Forum: Flashes, Lighting, and Studio 11-09-2014, 07:24 PM  
Advice sought on brands for softboxes and stands.
Posted By Class A
Replies: 24
Views: 3,555
I can attest to that.

The day before yesterday, the wind blew over one of my softboxes but because the flash was inside, its fall was cushioned. It came away with a number of scratches but still works fine.


Makes sense to me. I build my own versions of this because otherwise my (super cheap) softboxes had a central hot spot.


So did you photograph the surface of the softbox straight on, lowering the exposure enough to see darkish areas develop?

As you want to confirm the evenness of the illumination, I'd go down with the exposure until you see some gradation.

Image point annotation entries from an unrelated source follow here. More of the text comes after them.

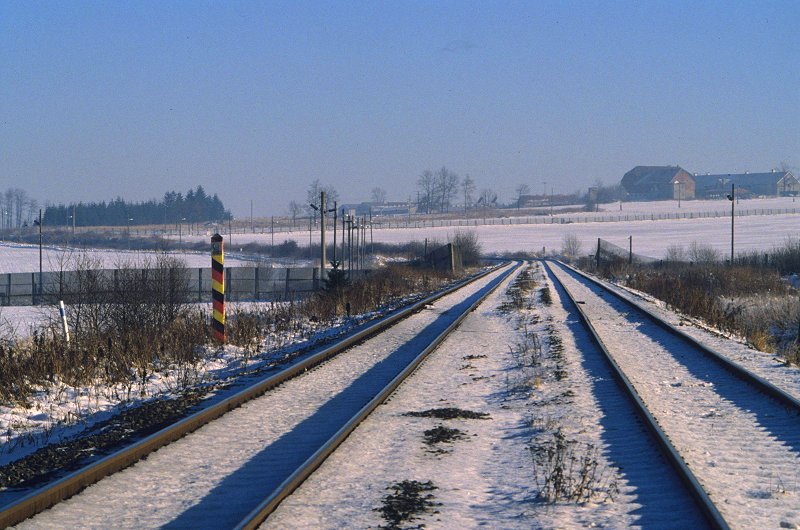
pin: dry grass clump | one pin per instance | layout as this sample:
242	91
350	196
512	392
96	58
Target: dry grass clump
568	471
122	329
127	326
751	298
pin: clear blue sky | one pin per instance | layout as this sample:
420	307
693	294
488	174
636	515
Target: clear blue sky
254	100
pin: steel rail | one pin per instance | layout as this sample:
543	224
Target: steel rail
267	506
55	492
736	369
672	455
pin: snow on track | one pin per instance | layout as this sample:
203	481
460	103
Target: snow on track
742	446
215	476
487	479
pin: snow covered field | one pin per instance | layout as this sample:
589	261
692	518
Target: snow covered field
25	258
650	238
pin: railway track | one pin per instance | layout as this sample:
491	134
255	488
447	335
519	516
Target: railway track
733	437
230	465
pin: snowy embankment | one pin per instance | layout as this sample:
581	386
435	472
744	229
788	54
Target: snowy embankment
25	258
486	475
650	238
199	481
739	443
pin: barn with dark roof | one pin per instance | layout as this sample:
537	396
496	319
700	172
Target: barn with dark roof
772	184
658	183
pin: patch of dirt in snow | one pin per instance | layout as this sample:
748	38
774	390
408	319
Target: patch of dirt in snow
410	499
450	413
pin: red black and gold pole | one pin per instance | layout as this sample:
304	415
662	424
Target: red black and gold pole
218	286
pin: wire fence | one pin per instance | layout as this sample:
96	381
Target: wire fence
241	283
473	219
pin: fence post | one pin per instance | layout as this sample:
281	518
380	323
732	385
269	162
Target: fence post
255	286
218	286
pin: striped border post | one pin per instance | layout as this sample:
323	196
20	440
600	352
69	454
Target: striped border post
218	286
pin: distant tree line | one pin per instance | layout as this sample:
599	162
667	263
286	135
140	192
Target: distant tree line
195	206
17	209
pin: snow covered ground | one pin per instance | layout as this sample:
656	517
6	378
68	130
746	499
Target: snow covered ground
739	444
214	476
650	238
487	478
25	258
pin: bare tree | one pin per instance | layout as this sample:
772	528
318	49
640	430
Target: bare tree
446	185
488	197
468	186
427	188
522	189
570	246
8	207
33	207
312	198
294	210
378	195
20	202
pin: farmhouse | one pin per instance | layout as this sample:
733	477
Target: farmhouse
658	183
772	184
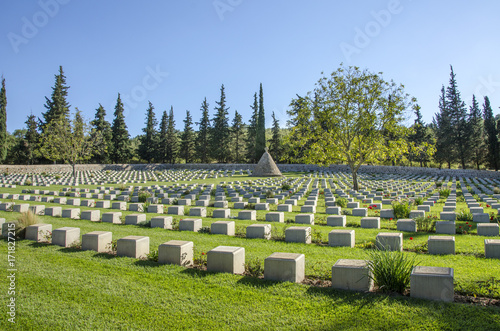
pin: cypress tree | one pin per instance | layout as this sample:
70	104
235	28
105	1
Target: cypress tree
102	128
202	141
276	144
148	142
3	121
172	141
252	131
220	133
442	131
460	132
188	139
31	140
237	138
57	106
161	151
120	141
491	132
260	138
475	123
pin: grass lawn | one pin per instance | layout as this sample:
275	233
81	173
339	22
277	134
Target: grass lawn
66	288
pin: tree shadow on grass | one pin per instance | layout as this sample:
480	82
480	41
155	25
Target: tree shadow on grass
147	263
195	272
257	282
105	255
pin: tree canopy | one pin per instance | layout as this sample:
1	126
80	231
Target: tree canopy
353	116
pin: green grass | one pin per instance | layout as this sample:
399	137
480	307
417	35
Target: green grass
70	289
60	288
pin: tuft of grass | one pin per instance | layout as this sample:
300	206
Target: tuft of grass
23	221
401	209
391	271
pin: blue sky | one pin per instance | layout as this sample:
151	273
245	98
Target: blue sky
179	52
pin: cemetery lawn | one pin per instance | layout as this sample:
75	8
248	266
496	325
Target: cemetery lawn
66	288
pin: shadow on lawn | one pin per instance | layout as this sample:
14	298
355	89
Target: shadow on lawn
257	282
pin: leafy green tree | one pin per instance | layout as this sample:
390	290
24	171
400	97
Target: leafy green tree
491	132
349	112
3	122
101	127
73	145
475	124
188	139
300	122
120	139
460	133
421	146
442	131
238	139
260	138
276	143
172	140
220	133
57	106
148	142
252	131
161	151
202	141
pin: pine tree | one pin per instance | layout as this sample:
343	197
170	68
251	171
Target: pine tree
220	133
120	151
252	131
421	145
148	142
475	124
31	140
102	128
188	139
172	141
3	122
460	133
276	144
161	151
202	141
442	131
237	134
260	138
57	106
491	132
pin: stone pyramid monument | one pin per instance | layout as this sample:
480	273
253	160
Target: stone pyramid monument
266	166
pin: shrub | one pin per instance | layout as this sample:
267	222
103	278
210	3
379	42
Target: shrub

I'm struggling to visualise this as a forward-firing design normally does not have anything inside the softbox.
Forum: Flashes, Lighting, and Studio 11-06-2014, 04:52 PM  
Advice sought on brands for softboxes and stands.
Posted By Class A
Replies: 24
Views: 3,555
Did you try to use a Fong/Stofen-style diffuser on the flash head inside the Apollo?

I'm pretty sure that with such means, you'll get light that is as soft as that from a forward-firing design with a double diffuser layer.

I see your points, but since the advent of remote-controllable flashes, I think the backward-firing design is better because it allows multiple flashes to be used in one box and gives the flashes some protection against the elements.

Also, despite a double diffuser layer, a forward firing softbox design should have have more of a centre hot-spot issue and hence harder light. I have not validated my thoughts with respective experiments yet, but in the forward-firing design there is nothing to prevent a centre-hot spot (unless you add a beauty-dish like flag) whereas good alignment of multiple flashes or well diffused light from a single flash in a backward-firing design should give rather even illumination.

A downside of the backward-firing design is that you cannot tilt the softbox downwards much, unless you use an extra boom arm. The latter, unfortunately, appear to be pricey.